Capt Muhammad, 47, of the Royal Signals, Army Reserve, who was born in Kenya but now lives in Birmingham, has been involved in a number of initiatives to improve links between the British Army and minority communities, especially with Muslim communities.

Speaking about what he and Charles talked about, he said: "We spoke about how important it is to do this sort of work and also about how best we can improve the attraction of serving in the military but perhaps even improve the image of the cadet forces, so improve the take-up of minority groups into the cadet forces."

He said there has been a "slow but steady improvement", adding that there is still some work to do.

"I think we are getting better at how we engage with these communities.
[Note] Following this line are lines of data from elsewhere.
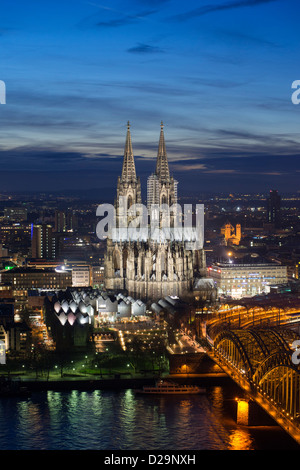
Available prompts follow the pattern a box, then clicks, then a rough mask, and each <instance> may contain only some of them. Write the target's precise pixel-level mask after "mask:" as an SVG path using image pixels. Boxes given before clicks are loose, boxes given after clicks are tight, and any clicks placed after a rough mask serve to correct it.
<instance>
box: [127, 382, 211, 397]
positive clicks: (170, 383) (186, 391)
mask: <svg viewBox="0 0 300 470" xmlns="http://www.w3.org/2000/svg"><path fill="white" fill-rule="evenodd" d="M135 392H136V393H143V394H149V395H190V394H197V393H205V392H206V390H205V389H204V388H200V387H197V386H196V385H179V384H176V383H174V382H170V381H166V380H159V381H158V382H156V385H155V386H154V387H151V386H144V387H143V388H142V390H135Z"/></svg>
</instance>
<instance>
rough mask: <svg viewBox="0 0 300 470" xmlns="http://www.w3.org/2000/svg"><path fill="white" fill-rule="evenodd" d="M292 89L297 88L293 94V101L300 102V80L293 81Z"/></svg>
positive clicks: (299, 102)
mask: <svg viewBox="0 0 300 470" xmlns="http://www.w3.org/2000/svg"><path fill="white" fill-rule="evenodd" d="M292 89H293V90H294V89H295V90H296V91H294V93H293V94H292V103H293V104H299V103H300V80H295V81H294V82H293V83H292Z"/></svg>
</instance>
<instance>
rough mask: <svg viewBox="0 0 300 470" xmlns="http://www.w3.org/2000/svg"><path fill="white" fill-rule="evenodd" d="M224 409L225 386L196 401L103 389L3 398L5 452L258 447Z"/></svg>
mask: <svg viewBox="0 0 300 470" xmlns="http://www.w3.org/2000/svg"><path fill="white" fill-rule="evenodd" d="M223 405H224V397H223V389H222V387H214V388H212V390H211V392H210V393H209V394H208V395H207V396H206V395H194V396H190V397H178V396H177V397H174V396H173V397H172V396H168V397H153V396H137V395H135V394H134V392H133V391H132V390H123V391H119V392H109V391H99V390H98V391H93V392H81V391H72V392H55V391H49V392H45V393H34V394H33V395H32V397H30V398H29V399H26V400H19V399H13V398H11V399H1V400H0V449H2V450H4V449H7V450H10V449H14V450H18V449H26V450H36V449H42V450H56V449H57V450H62V449H68V450H75V449H78V450H80V449H82V450H83V449H91V450H168V449H178V450H179V449H182V450H184V449H185V450H201V449H206V450H223V449H231V450H240V449H245V450H246V449H247V450H248V449H249V450H250V449H254V448H255V442H254V440H253V437H252V436H251V434H250V432H249V431H248V429H247V428H241V427H238V426H236V425H235V424H234V422H233V421H232V422H231V423H230V426H228V425H227V424H228V423H227V421H226V419H225V418H224V406H223Z"/></svg>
The key thing is about creating mutual understanding.

"As long as we can understand communities better, and communities understand us better, then the recruitment will come down the line.

"It's not something that's going to happen immediately but I think we're heading in the right direction," he said

Mr Roberts, 35, from Taunton in Somerset, recognised for his services to LGBT communities, said he and Charles discussed equal marriage.

Asked if he got the impression Charles was interested in the issue, Mr Roberts said: "Yes, surprisingly so actually."

He added: "He did seem genuinely interested."

Mr Roberts said the letter notifying him of his honour was sent to the wrong address and his colleague got a phone call from an official wanting to speak to him. The official told his colleague what it was about.

"She thought it was a joke so she laughed at the person down the phone, phoned me straight away, she was like 'you'll never believe the phone call I've just taken'," he said.

Mr Roberts said lots of emails followed and he was in such a state of disbelief that he set about trying to verify the official's email address in case it was a prank.

"I genuinely thought this could still be a joke," he said.

Mr Roberts said he is "totally honoured obviously and really grateful" but feels he has so much more to achieve.